A vizinha travesti

_ Aberração! Nunca será uma mulher.

Fez-se silêncio após o comentário do meu tio. Tendo em seguida o apoio do meu avô.

_ É mesmo o fim do mundo. No meu tempo era diferente.

A sensatez da minha avó manifestou-se timidamente. Argumentar com o velho turrão, como o chamava, era quase sempre perda de tempo.

_ Não era diferente. As pessoas apenas se comportavam de uma forma mais...

_ Decente!

_ Ia dizer, discreta. Mamãe não tinha opinião sobre o assunto e se tinha não revelava. Os homens continuavam demonstrando impressionante indignação.

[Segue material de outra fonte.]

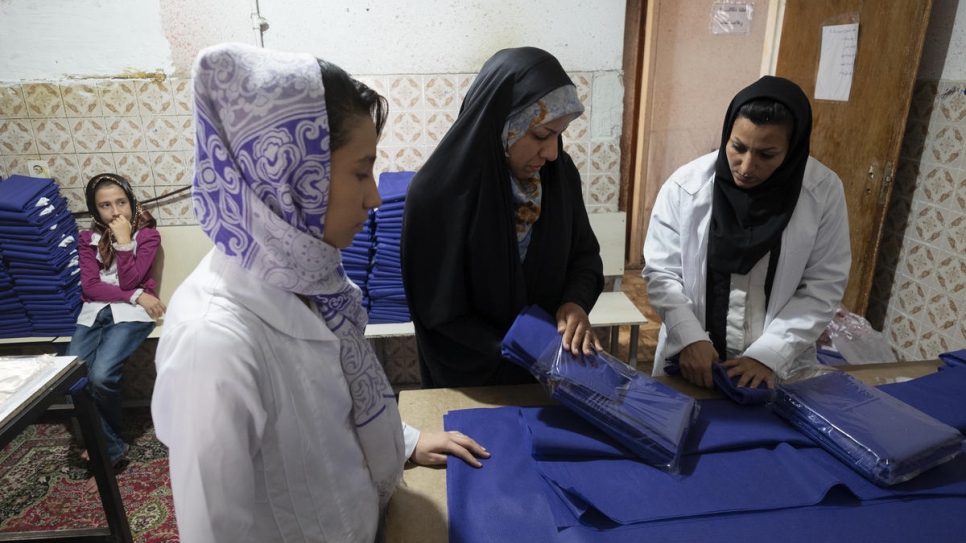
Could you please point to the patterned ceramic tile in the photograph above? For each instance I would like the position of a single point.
(65, 169)
(407, 129)
(904, 334)
(912, 297)
(924, 94)
(440, 92)
(929, 225)
(438, 124)
(11, 102)
(90, 135)
(53, 135)
(169, 168)
(914, 140)
(17, 137)
(136, 167)
(578, 153)
(82, 100)
(92, 164)
(43, 100)
(952, 101)
(164, 134)
(943, 311)
(405, 93)
(605, 157)
(603, 190)
(118, 98)
(946, 145)
(181, 93)
(126, 134)
(155, 98)
(931, 344)
(407, 159)
(578, 130)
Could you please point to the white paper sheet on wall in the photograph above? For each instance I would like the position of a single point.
(837, 62)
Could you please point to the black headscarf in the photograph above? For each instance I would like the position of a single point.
(748, 223)
(460, 260)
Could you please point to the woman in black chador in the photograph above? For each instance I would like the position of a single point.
(495, 221)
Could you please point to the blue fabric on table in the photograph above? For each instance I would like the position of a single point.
(954, 358)
(728, 385)
(508, 501)
(20, 192)
(882, 438)
(647, 417)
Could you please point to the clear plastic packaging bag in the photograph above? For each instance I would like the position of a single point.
(880, 437)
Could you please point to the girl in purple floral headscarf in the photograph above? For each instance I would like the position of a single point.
(280, 421)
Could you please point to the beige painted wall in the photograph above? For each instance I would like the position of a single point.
(691, 76)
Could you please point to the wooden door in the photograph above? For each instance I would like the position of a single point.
(859, 139)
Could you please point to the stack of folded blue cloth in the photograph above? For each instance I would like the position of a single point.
(386, 294)
(357, 259)
(38, 244)
(647, 417)
(882, 438)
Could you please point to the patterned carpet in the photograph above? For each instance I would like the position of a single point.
(42, 481)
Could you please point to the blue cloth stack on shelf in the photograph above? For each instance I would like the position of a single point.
(388, 300)
(357, 259)
(38, 245)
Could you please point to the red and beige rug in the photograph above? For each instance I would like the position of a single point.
(42, 481)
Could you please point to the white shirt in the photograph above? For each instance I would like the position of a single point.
(810, 277)
(253, 404)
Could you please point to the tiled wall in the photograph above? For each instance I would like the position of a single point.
(143, 130)
(919, 294)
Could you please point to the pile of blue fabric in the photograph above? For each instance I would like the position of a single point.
(38, 246)
(882, 438)
(384, 284)
(647, 417)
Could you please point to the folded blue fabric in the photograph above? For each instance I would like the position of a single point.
(20, 192)
(954, 358)
(728, 385)
(509, 501)
(879, 436)
(647, 417)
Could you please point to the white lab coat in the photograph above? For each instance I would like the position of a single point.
(253, 404)
(810, 278)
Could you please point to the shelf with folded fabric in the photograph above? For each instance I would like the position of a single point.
(38, 248)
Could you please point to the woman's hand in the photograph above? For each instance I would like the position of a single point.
(434, 447)
(695, 361)
(573, 323)
(152, 305)
(121, 228)
(752, 372)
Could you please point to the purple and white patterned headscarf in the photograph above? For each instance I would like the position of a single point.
(260, 192)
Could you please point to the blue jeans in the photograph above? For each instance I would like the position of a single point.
(104, 346)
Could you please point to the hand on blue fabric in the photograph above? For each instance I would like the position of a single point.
(695, 363)
(433, 448)
(751, 372)
(573, 323)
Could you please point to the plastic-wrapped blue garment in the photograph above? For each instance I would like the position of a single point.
(648, 417)
(728, 385)
(875, 434)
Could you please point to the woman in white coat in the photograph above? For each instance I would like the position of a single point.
(280, 422)
(747, 253)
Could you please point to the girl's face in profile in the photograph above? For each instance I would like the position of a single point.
(755, 151)
(112, 202)
(352, 187)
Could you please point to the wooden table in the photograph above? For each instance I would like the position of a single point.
(418, 510)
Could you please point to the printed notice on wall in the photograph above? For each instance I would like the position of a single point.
(837, 63)
(728, 18)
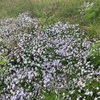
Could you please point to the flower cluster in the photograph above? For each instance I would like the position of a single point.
(54, 61)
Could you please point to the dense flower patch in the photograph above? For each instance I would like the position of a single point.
(50, 62)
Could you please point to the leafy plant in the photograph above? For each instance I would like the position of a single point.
(94, 54)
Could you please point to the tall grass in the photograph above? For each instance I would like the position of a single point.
(51, 11)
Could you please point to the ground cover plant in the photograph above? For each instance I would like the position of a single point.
(42, 58)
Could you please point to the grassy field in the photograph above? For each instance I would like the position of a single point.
(51, 11)
(59, 60)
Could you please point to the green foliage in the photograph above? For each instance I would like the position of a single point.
(94, 54)
(2, 60)
(3, 72)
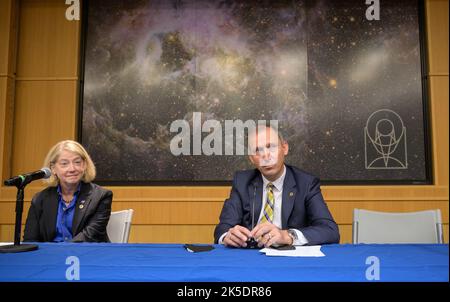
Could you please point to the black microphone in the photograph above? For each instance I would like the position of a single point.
(21, 180)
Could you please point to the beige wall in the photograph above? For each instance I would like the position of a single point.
(38, 107)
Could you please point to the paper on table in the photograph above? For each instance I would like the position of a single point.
(300, 251)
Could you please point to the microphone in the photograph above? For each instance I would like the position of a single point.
(24, 179)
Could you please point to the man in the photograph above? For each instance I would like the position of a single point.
(286, 203)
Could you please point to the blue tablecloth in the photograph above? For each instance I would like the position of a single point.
(171, 262)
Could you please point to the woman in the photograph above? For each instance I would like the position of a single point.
(71, 208)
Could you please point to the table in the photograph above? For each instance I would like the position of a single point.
(172, 263)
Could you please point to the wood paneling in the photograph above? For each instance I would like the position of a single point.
(44, 111)
(48, 43)
(44, 115)
(439, 125)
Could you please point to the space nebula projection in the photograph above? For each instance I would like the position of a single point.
(319, 68)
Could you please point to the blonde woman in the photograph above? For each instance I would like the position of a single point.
(71, 208)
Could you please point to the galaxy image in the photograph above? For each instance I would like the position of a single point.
(347, 91)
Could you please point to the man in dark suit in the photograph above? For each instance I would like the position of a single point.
(287, 204)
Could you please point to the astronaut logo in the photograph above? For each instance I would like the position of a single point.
(385, 141)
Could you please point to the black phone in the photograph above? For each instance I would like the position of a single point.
(284, 247)
(252, 244)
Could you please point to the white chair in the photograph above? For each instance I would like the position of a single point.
(119, 225)
(410, 227)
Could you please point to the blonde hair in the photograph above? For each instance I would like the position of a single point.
(72, 146)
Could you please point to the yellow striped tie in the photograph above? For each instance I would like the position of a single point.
(269, 206)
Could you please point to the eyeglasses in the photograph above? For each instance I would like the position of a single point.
(271, 148)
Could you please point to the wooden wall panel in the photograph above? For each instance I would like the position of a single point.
(437, 36)
(44, 111)
(439, 125)
(44, 115)
(48, 43)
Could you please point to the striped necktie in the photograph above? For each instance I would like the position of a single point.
(269, 206)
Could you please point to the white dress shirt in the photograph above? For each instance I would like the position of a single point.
(278, 197)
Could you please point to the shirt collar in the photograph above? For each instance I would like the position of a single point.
(278, 183)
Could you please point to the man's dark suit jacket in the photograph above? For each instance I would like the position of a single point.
(89, 222)
(303, 207)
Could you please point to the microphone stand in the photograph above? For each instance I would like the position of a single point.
(17, 247)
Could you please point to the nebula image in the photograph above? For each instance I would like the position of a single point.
(319, 68)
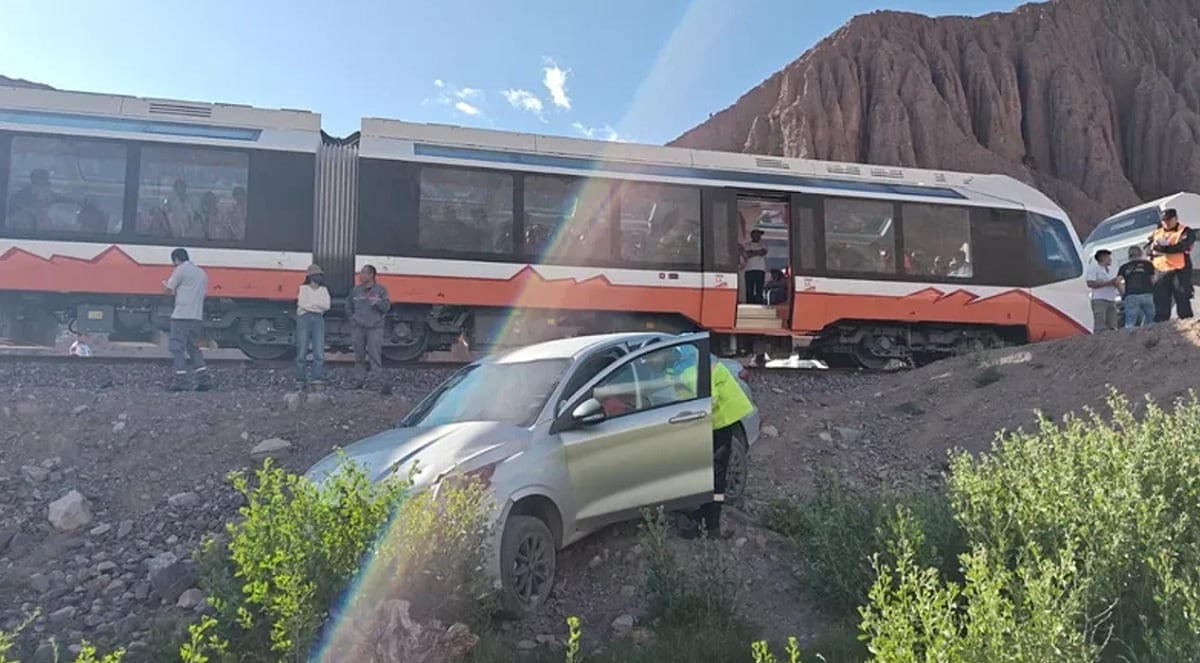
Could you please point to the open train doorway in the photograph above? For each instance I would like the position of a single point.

_ Onde isso vai parar, meu Deus?

_ Logo vão querer casar e ter uma vida normal como a nossa.

A conversa estava animada em casa. Nunca havia notado esse lado intolerante no vovô. Não imaginei que a passagem da vizinha em seu esvoaçante vestido azul, estampado com enormes girassóis causaria tamanha discussão. Ela era falsamente aceita. Uma boa pessoa para se conviver, até mesmo manter uma amizade secreta como faziam alguns homens casados. Acho que não contavam com a rapidez de pólvora que espalha boatos em cidades minúsculas como a nossa. Peguei-me em algum momento reproduzindo os mesmos discursos, propagando ódio, colocando-me em posição superior diante daquela mulher. Mais tarde descobri inveja por trás do desprezo que me foi ensinado. Ela era exatamente como gostaria. Tinha a coragem de mostrar ao mundo, quase sempre chocado, a essência que a definia. E eu ainda assustada no quartinho sem muita luz. Onde de verdade a vida acontecia.